Careful Words

stuff (n.)

stuff (v.)

Our revels now are ended. These our actors,

As I foretold you, were all spirits, and

Are melted into air, into thin air:

And, like the baseless fabric of this vision,

The cloud-capp'd towers, the gorgeous palaces,

The solemn temples, the great globe itself,

Yea, all which it inherit, shall dissolve,

And, like this insubstantial pageant faded,

Leave not a rack behind. We are such stuff

As dreams are made on; and our little life

Is rounded with a sleep.

William Shakespeare (1564-1616): The Tempest. Act iv. Sc. 1.
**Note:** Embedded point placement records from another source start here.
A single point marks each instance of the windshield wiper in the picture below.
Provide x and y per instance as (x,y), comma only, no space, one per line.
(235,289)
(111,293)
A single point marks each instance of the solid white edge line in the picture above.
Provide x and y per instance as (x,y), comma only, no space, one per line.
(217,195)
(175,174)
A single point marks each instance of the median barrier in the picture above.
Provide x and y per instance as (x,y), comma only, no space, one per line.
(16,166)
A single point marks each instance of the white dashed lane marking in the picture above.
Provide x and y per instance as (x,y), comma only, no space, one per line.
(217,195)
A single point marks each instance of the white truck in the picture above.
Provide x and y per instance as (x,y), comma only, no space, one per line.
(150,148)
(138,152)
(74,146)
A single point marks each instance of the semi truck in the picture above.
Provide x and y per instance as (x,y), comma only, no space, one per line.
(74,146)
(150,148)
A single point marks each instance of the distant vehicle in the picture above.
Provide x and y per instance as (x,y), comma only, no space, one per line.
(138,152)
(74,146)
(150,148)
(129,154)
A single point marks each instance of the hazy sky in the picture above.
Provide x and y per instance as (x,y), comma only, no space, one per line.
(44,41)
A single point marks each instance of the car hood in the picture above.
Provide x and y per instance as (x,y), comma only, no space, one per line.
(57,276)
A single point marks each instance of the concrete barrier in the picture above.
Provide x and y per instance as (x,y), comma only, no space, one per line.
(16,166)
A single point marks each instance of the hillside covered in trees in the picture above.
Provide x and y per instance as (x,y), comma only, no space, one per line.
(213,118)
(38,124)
I am but a gatherer and disposer of other men's stuff.

Sir Henry Wotton (1568-1639): Preface to the Elements of Architecture.

  Everything in Nature contains all the powers of Nature. Everything is made of one hidden stuff.

Ralph Waldo Emerson (1803-1882): Essays. First Series. Compensation.

  Dost thou love life? Then do not squander time, for that is the stuff life is made of.

Benjamin Franklin (1706-1790): Maxims prefixed to Poor Richard's Almanac, 1757.

And let me wring your heart; for so I shall,

If it be made of penetrable stuff.

William Shakespeare (1564-1616): Hamlet. Act iii. Sc. 4.

  Doct.      Not so sick, my lord,

As she is troubled with thick-coming fancies,

That keep her from her rest.

  Macb.        Cure her of that.

Canst thou not minister to a mind diseas'd,

Pluck from the memory a rooted sorrow,

Raze out the written troubles of the brain,

And with some sweet oblivious antidote

Cleanse the stuff'd bosom of that perilous stuff

Which weighs upon the heart?

  Doct.        Therein the patient

Must minister to himself.

  Macb.  Throw physic to the dogs: I 'll none of it.

William Shakespeare (1564-1616): Macbeth. Act v. Sc. 3.

When that the poor have cried, Caesar hath wept:

Ambition should be made of sterner stuff.

William Shakespeare (1564-1616): Julius Caesar. Act iii. Sc. 2.

A deal of skimble-skamble stuff.

William Shakespeare (1564-1616): King Henry IV. Part I. Act iii. Sc. 1.

Stuff the head

With all such reading as was never read:

For thee explain a thing till all men doubt it,

And write about it, goddess, and about it.

Alexander Pope (1688-1744): The Dunciad. Book iv. Line 249.

I count life just a stuff

To try the soul's strength on.

Robert Browning (1812-1890): In a Balcony.